A few years ago, he attended a buffet dinner at the home of family friends Sarah and Edward Fehlig before guests walked to the Union Avenue Opera.

"George found it so refreshing that in the discussion about the opera, people had insight, depth and were not promoting themselves, no self-aggrandizement, the way he found in LA."

"He always had to promote himself there, too," said his stepmother, Jane T. Hickenlooper.

A few weeks ago Hickenlooper emailed SLUH teacher Schulte and invited him to sit beside him at the St. Louis premiere of "Casino Jack" on Nov. 12 at the Tivoli.

Schulte will be there eager to see what Hickenlooper has to teach his audience this time.

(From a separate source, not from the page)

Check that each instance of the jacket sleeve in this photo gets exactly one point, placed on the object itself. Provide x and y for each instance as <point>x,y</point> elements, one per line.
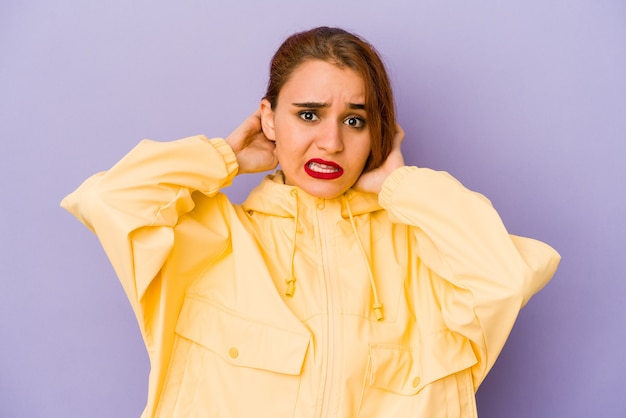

"Most of all George was trying to say 'stop, look and listen and be serious, the world around you is a serious place,' " Schulte said Monday night.

"George was trying to teach you something in his films. His movies were not just dessert. He wanted to make movies that would make us think."

Later this week about 40 family members and close friends have been invited to a funeral Mass in LA. Beugg is helping organize an industry memorial event at the Directors Guild before the year's end, Beugg said Monday evening from Los Angeles. Hickenlooper served on the independent directors committee at the guild.

"George directed 15 commercial films and documentaries, not counting all those television programs and advertisements. The average member of the Directors' Guild directs maybe one or two in his career. Directing is a hard field. Most directors get just one or two chances to direct a movie, then spend years searching for additional opportunities. George worked consistently for more than 20 years."

Patricia Rice is a freelance journalist.